Impactos Práticos da Classificação
Esta classificação tem impactos significativos para importadores, fabricantes e comerciantes de bicicletas elétricas, pois:
- Afeta diretamente a tributação do produto, já que as alíquotas aplicadas aos códigos NCM 87.11 e 87.12 são diferentes
- Influencia os procedimentos de importação e desembaraço aduaneiro
- Pode exigir adequações nos documentos fiscais e registros de produtos já comercializados
- Implica em possíveis diferenças na tributação estadual, que frequentemente se baseia na classificação NCM
É importante destacar que, conforme mencionado na Solução de Consulta, até 31 de dezembro de 2016, a classificação fiscal de bicicletas elétricas se dava no código NCM 8711.90.00. A partir de 1º de janeiro de 2017, com a nova Tabela de Incidência do Imposto sobre Produtos Industrializados (TIPI), aprovada pelo Decreto nº 8.950/2016, o produto passou a ser classificado no código NCM 8711.60.00.
Análise Comparativa
A distinção entre a posição 87.11 e 87.12 é fundamental para a correta classificação fiscal dos produtos:
- Posição 87.12: destinada exclusivamente a ciclos sem qualquer tipo de motorização
- Posição 87.11: abrange veículos de duas rodas com motor, incluindo aqueles em que o motor tem função auxiliar
É interessante notar que mesmo os dispositivos com potência limitada e acionamento condicionado à pedalada são considerados motores para fins de classificação fiscal.
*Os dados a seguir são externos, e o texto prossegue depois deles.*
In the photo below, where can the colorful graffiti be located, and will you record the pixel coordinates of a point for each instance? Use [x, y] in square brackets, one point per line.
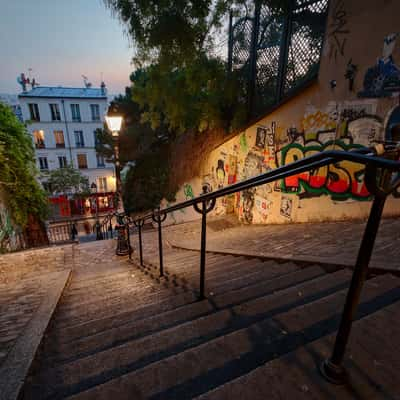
[253, 165]
[243, 142]
[260, 137]
[188, 191]
[271, 135]
[220, 173]
[341, 181]
[383, 79]
[246, 209]
[232, 169]
[286, 207]
[262, 206]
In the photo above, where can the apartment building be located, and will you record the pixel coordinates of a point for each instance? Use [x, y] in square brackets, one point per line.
[62, 122]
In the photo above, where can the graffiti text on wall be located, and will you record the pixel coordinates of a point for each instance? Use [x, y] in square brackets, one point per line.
[341, 181]
[338, 30]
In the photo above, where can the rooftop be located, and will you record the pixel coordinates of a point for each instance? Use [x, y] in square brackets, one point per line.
[65, 92]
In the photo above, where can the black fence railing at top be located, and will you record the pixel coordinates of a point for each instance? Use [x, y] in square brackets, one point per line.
[382, 177]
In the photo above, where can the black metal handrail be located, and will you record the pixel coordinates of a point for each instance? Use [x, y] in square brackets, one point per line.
[380, 182]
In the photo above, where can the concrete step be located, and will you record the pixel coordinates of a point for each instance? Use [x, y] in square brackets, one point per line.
[372, 363]
[149, 349]
[208, 365]
[62, 352]
[220, 281]
[218, 300]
Isso difere da abordagem do CONTRAN, que para fins de regulamentação de trânsito, não equipara certas bicicletas elétricas a ciclomotores.
As Notas Explicativas do Sistema Harmonizado (NESH) da posição 87.12 também são claras ao excluir da posição os ciclos equipados com motor auxiliar, direcionando-os para a posição 87.11, o que reforça o entendimento da Receita Federal.
Considerações Finais
A Solução de Consulta nº 98.360 esclarece definitivamente a classificação fiscal de bicicletas elétricas, mesmo daquelas em que o motor funciona apenas como assistência à pedalada. Este entendimento é vinculante para toda a administração tributária federal e oferece segurança jurídica para os contribuintes que comercializam ou importam estes produtos.
Empresas que operam neste segmento devem verificar se estão utilizando a classificação correta em seus procedimentos fiscais e aduaneiros, para evitar questionamentos por parte da Receita Federal e possíveis autuações fiscais.
É recomendável que importadores e comerciantes de bicicletas elétricas revisem suas operações à luz desta Solução de Consulta, disponível integralmente no site da Receita Federal, para garantir conformidade com a legislação tributária vigente.